Pregnant Filipino women have been recruited to travel overseas legally as tourists then sell their newborns to waiting adoptive parents, the Department of Social Welfare and Development said on Wednesday.
Social Welfare Undersecretary Alicia Bala disclosed the newest form of child trafficking at the 11th Global Consultation on Child Welfare Services in Makati City.
Bala said that two cases had so far been reported—one in Austria two years ago and another in Malta last year.
Speaking about the latest case in Malta, Bala said: “The mother who’s pregnant [was] sponsored to go to that place with the intent of having the child adopted.”
“This is a form of trafficking… Our attention was called by Malta authorities,” she told reporters.

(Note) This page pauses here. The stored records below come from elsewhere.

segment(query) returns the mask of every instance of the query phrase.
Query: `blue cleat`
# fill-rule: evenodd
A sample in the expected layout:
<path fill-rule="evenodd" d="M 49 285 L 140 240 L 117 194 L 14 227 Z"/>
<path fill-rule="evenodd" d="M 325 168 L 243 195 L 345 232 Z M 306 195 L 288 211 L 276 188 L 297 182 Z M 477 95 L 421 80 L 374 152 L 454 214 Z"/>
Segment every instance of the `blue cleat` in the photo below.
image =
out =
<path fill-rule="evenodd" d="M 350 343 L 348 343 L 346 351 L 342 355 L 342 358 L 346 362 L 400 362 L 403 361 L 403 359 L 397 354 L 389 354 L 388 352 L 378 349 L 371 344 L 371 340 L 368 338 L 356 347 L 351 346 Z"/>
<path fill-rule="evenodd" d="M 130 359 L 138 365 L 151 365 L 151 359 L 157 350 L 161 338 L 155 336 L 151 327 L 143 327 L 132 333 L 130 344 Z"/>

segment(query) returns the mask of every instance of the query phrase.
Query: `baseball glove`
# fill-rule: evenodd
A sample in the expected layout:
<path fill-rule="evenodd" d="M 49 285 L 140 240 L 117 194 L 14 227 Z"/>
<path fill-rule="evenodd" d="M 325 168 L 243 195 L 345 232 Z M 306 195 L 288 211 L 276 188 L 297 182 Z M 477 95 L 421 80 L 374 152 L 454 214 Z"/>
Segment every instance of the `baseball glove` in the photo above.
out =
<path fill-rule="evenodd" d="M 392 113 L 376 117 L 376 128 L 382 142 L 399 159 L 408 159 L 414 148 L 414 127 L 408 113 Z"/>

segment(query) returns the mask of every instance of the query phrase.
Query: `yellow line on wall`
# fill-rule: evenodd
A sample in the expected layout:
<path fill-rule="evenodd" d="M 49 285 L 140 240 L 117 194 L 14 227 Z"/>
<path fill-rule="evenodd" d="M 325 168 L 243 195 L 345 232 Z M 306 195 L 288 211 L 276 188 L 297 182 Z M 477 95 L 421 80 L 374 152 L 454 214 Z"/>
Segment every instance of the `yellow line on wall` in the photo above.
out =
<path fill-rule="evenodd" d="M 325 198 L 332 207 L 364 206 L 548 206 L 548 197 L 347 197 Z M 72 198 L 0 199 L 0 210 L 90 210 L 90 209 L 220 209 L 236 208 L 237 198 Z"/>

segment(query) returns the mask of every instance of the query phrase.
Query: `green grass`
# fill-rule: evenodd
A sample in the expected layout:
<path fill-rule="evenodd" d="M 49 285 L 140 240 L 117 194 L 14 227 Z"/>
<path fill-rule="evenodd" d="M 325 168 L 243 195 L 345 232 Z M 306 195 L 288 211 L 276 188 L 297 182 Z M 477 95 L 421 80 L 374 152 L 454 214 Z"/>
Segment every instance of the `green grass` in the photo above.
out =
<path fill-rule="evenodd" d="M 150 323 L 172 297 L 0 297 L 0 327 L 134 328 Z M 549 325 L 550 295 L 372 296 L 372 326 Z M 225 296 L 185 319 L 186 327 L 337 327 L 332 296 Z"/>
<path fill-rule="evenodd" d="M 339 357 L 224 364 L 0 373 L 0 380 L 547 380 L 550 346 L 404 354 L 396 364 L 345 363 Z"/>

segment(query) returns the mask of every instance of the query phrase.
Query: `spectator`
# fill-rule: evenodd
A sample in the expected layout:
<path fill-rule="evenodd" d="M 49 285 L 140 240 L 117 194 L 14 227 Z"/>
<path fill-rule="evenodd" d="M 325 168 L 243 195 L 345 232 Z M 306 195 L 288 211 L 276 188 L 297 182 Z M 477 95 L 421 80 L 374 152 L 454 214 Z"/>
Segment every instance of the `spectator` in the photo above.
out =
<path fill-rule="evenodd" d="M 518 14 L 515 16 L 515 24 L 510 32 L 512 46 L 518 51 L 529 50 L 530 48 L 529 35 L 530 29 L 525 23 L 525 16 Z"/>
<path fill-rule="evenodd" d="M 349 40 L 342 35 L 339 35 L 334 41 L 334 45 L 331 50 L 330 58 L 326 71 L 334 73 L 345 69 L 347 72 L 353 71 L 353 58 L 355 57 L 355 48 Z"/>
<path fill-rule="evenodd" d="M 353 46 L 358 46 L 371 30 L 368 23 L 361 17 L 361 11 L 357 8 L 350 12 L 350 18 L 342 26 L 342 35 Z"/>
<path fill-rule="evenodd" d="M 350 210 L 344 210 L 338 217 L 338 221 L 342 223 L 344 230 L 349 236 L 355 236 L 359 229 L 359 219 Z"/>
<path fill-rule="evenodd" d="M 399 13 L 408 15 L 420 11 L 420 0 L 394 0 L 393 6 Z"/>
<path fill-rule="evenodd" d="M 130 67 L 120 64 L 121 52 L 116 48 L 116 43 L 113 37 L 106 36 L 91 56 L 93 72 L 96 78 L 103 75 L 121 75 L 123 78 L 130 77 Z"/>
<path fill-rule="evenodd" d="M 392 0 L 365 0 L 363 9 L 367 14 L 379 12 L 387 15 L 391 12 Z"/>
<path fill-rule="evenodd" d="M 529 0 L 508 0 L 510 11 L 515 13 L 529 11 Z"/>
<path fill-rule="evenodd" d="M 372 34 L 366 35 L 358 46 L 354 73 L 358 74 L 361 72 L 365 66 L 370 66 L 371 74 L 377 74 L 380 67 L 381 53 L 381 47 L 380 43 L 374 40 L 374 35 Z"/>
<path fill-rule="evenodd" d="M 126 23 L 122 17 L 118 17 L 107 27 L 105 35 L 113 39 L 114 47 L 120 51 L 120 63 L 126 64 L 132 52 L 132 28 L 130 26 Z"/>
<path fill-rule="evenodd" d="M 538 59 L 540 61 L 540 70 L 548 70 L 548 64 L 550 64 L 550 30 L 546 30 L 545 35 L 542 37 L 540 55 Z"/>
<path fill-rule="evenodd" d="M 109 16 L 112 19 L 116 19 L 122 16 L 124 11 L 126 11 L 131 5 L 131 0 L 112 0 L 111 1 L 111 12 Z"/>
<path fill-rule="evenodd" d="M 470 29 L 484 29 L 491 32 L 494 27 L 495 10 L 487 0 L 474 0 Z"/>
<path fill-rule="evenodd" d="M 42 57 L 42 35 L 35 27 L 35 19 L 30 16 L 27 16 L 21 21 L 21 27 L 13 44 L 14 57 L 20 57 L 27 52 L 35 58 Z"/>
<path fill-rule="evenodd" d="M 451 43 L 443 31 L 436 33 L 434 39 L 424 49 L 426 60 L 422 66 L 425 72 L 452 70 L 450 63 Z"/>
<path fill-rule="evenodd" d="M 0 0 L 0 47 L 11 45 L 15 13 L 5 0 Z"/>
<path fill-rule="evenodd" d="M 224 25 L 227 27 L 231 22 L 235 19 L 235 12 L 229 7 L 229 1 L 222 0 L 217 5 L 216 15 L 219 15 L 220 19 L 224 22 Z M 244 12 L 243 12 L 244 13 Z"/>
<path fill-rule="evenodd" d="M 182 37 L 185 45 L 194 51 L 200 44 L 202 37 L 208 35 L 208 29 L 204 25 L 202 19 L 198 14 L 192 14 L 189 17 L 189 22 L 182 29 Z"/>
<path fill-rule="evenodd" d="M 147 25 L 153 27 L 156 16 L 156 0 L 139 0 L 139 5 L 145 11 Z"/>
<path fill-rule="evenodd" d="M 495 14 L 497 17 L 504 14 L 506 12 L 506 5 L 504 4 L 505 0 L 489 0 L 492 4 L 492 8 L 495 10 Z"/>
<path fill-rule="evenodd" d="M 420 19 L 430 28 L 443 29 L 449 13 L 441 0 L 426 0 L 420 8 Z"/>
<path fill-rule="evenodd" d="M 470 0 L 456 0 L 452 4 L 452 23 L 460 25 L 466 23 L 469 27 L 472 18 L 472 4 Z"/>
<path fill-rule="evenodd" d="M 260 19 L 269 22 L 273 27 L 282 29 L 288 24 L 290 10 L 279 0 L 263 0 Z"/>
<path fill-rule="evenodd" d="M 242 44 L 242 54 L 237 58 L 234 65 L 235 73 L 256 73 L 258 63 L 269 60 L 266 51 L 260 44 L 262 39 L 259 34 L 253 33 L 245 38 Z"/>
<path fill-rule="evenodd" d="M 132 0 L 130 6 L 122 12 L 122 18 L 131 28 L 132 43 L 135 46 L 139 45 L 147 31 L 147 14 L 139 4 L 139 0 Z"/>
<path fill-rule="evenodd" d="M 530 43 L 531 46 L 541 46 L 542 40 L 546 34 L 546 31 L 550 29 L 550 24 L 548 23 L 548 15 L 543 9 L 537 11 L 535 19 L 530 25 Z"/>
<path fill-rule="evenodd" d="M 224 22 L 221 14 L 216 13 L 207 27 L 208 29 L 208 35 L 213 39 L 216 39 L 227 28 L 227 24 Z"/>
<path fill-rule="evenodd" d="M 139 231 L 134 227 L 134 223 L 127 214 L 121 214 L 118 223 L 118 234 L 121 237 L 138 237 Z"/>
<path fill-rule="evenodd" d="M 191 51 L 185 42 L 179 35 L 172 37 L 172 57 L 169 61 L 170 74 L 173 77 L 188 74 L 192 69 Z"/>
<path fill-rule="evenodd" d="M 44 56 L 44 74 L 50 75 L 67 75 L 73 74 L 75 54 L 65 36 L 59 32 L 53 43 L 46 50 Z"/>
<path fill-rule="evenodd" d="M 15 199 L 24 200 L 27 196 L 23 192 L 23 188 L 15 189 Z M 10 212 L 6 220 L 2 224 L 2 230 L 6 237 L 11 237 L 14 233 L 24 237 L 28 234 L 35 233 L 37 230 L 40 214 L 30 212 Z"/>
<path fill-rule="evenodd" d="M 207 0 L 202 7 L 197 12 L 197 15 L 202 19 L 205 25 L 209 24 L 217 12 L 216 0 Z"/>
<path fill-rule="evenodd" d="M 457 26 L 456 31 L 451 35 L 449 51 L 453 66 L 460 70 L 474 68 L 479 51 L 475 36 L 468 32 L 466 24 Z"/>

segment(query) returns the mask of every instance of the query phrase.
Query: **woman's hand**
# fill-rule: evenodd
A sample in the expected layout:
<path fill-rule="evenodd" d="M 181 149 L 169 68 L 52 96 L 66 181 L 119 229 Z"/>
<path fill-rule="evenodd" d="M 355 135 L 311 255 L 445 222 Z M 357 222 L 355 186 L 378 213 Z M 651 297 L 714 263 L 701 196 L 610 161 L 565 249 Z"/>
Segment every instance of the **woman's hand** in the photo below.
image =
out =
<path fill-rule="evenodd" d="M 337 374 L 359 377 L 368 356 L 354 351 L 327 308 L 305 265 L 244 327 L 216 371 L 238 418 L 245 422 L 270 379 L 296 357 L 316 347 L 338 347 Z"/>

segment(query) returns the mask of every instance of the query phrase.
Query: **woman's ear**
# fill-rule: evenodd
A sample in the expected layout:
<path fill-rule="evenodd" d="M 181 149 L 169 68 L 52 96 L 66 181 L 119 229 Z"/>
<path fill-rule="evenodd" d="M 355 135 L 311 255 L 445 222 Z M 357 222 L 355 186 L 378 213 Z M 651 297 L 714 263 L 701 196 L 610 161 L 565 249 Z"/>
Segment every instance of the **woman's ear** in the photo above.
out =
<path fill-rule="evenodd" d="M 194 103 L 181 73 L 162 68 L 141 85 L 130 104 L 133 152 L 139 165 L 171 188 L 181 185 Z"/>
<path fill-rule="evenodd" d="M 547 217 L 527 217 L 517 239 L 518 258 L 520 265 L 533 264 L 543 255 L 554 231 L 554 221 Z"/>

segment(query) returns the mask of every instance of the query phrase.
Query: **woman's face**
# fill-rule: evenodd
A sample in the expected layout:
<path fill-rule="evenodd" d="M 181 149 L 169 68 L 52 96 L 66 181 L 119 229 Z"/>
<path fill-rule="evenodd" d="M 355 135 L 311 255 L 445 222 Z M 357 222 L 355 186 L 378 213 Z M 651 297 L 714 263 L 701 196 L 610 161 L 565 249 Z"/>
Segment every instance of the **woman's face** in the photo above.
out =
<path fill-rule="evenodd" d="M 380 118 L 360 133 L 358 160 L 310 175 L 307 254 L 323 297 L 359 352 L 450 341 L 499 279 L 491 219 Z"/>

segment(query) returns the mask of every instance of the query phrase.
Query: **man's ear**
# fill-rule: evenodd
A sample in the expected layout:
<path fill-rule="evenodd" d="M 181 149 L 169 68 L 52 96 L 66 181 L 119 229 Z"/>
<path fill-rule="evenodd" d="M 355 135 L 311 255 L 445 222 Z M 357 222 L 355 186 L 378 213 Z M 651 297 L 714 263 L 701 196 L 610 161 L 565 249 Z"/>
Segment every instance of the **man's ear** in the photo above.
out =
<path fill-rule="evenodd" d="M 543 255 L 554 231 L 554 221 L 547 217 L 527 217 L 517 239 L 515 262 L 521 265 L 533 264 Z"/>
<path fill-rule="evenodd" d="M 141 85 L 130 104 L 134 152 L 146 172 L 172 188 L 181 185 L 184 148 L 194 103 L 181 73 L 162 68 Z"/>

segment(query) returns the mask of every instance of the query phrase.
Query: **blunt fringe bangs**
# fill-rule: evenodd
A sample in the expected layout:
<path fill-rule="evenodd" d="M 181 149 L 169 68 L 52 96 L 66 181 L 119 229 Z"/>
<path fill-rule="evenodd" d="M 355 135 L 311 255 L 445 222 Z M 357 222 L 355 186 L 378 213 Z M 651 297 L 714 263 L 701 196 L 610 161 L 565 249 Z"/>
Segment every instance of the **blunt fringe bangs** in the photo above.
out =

The mother has returned to the country but her child is now undergoing procedure for adoptive parents to keep the baby in custody.
“This is just one instance but, who knows, there may be other cases that are not brought to our attention. It is a prearranged plan of giving birth there, then they give the baby up. They don’t keep the baby because there is already that intention to have the baby adopted abroad,” Bala said.
As the mothers are able to exit the country legally, such cases are hard to detect unless reported by the receiving country, Bala said.
“You can’t stop anyone from traveling. There’s no reason for immigration agents to be suspicious about why a pregnant woman is going overseas. Maybe there’s a facilitator here,” Bala said.
Philippine system worth emulating
The report surfaced after the Philippines overcame its status as among nations in the United States’ Tier 2 human trafficking watch list.
Between 400 and 500 Filipino children, among them orphans and abandoned children, are adopted by overseas parents under a Philippine system managed by the Inter-Country Adoption Board.
Following a careful process of screening adoptive parents and matching candidate children, most Filipino kids are legally adopted in homes in the United Sates, Canada, France and other European countries.
Jennifer Degeling, representative from The Hague, cited the Philippine’s inter-country adoption system as one that other nations could emulate.
She said well-trained professionals were handling the process, screening parents and matching prospective babies to homes that would best provide them their needs.
“You have managed to develop a very balanced relationship with countries who adopt your children, so I think the Philippines has retained control,” Degeling noted.
“Not as in other countries, here you have very professional people looking at all of the needs of the child and look for a foreign family that look after the best interest of the child,” she added.
Child welfare officials from Cambodia and Nepal have expressed interest in replicating the Philippines’ overseas adoption system, officials said.